Buzzfeed has a really good long-read about how Disney turned around its movie strategy over the past seven years and has become so dominant at a time where it has been disastrous for other studios.
“It feels like audiences are making appointments to go to these super event movies [from Disney], and everything else in between is suffering,” the top exec said. “The handoff kind of went from Endgame to Aladdin, and is probably going to go from Aladdin to Toy Story 4, and from Toy Story 4 to The Lion King.”
Part of the issue is simply that Disney’s franchise movies are, on balance, just better — the average Rotten Tomatoes score for the company’s releases in 2019 are a full 15 points higher than the next-better studio.
And speaking of Disney’s dominance - there’s a new trailer for Mulan out today.
In Australia commercial broadcast TV networks cannot play M-rated movies at 7:30pm, which apparently is frustrating enough that they’re getting creative. Channel 9 went as far as to air Casino Royale in two-parts, with part one at 7:30pm rated PG and the second half from 8:30pm rated M. To make this legit, they aired a bumper advising viewers to come back for part 2 after the break and aired some credits.
Which, as I understand it, is exactly how the filmmakers wanted the film to be seen…
Last week there was a list of Australia’s best comedies. 90s iconic current affairs news parody Frontline came out at number one. The wonderful cynics over at Australian Tumbleweeds have questioned the list and placing Frontline at number one.
Saying Frontline is Australia’s greatest comedy doesn’t start a discussion, it ends it. Nobody today watches Frontline – shit, it’s a show about the media that predates the internet and is about an Australia that a): has current affairs television and b): has male hosts of current affairs television, so rest assured it’s probably not as “timeless” as it’s claimed to be – but everyone knows it’s quality television. So why not say it’s the all-time best comedy to come from this country?

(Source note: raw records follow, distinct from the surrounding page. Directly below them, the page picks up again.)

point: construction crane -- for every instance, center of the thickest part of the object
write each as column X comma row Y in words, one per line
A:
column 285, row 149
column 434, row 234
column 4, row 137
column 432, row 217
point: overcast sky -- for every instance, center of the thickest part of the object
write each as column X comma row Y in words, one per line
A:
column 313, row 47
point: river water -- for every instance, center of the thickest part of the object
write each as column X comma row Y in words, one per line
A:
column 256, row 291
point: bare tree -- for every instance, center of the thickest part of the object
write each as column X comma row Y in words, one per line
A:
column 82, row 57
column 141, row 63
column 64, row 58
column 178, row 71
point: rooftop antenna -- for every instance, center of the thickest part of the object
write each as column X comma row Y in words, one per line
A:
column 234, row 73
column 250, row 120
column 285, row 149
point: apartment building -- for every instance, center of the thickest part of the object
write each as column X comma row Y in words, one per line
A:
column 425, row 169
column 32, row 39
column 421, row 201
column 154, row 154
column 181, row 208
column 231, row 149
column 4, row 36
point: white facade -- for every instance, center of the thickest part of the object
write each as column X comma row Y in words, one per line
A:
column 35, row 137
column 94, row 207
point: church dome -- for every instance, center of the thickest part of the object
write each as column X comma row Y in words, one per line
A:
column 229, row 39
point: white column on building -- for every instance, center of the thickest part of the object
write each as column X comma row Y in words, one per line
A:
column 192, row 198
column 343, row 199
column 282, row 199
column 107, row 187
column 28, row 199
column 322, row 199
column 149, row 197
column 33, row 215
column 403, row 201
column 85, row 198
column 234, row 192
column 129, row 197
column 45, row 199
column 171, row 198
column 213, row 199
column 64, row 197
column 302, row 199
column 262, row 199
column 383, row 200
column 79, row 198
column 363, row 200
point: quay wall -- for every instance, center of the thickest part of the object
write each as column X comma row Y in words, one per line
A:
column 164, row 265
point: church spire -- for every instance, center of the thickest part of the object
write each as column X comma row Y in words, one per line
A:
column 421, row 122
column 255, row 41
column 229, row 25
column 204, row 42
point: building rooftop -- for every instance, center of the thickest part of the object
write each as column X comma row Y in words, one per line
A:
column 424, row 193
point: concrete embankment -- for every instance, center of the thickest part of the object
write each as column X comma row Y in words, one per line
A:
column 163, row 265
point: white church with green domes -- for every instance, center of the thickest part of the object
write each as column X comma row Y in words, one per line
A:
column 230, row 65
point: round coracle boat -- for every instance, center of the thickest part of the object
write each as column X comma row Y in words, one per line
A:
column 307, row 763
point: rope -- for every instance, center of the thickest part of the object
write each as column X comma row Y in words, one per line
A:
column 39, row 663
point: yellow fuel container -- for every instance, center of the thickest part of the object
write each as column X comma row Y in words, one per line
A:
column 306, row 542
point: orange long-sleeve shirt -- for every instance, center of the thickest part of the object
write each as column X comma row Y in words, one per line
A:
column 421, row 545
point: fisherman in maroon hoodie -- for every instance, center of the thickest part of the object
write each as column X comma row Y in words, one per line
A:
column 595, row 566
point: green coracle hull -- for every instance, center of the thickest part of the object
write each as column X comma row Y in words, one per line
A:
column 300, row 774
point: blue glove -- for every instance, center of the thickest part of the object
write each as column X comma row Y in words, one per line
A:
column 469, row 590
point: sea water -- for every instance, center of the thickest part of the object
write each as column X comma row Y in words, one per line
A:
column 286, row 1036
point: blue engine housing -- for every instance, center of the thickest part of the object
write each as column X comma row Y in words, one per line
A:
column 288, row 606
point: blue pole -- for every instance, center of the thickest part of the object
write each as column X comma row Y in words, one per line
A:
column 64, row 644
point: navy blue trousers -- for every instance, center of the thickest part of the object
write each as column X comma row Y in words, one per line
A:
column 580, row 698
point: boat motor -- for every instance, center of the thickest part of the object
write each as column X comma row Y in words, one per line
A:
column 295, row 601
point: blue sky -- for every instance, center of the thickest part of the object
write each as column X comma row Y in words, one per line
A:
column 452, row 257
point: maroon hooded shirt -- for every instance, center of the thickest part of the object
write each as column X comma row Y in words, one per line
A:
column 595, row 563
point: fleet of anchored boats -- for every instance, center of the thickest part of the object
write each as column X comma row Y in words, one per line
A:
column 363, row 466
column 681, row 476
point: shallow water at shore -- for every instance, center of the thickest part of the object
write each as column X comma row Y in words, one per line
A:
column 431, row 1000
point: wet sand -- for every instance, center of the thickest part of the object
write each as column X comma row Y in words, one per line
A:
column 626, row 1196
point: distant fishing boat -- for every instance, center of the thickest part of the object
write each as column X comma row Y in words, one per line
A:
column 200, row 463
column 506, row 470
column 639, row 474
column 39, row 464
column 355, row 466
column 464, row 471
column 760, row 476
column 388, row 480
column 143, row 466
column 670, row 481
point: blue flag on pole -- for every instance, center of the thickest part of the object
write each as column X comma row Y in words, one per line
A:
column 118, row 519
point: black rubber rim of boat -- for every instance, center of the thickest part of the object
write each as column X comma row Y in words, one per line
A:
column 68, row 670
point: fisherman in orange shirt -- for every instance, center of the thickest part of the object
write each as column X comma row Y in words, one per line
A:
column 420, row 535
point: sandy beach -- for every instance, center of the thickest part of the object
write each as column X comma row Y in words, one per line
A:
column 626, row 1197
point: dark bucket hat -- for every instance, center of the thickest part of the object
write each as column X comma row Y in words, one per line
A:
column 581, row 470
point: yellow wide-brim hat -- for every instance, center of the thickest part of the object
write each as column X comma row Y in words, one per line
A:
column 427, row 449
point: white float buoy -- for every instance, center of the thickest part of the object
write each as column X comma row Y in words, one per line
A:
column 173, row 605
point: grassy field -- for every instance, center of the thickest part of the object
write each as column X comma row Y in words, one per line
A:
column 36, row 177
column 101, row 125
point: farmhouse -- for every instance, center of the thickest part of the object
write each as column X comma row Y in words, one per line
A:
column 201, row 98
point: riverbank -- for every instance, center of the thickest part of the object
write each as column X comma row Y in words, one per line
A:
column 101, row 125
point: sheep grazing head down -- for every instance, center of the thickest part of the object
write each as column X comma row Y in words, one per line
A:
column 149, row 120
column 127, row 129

The daily mobile trivia game show HQ has laid off 20% of its staff as it moves towards its inevitable closure. Also, they’re shifting to a subscription model asking users to cough up $9.99 a month. End of times.
I loyally played HQ for most of its time on earth, but deleted the app back in April when Scott Rogowski was hired for a TV hosting gig and the service wouldn’t let him say goodbye on the show. That seemed like poor form to me and was indicative of the biggest problem HQ has: It never valued talent. So many of the hosts were terrible and it seemed obvious few of them were given much, if any, training. Inept hosts are a bug, not a feature.
In a sign that Netflix is growing up, Ted Sarandos has reportedly told staff to be smarter and more strategic about its big investments. Apparently the lukewarm interest in the middling Triple Frontier (that was the movie where Ben Affleck & Co stole a bunch of money and threw a goat off the side of a mountain) was one of the big investments cited as being wasteful.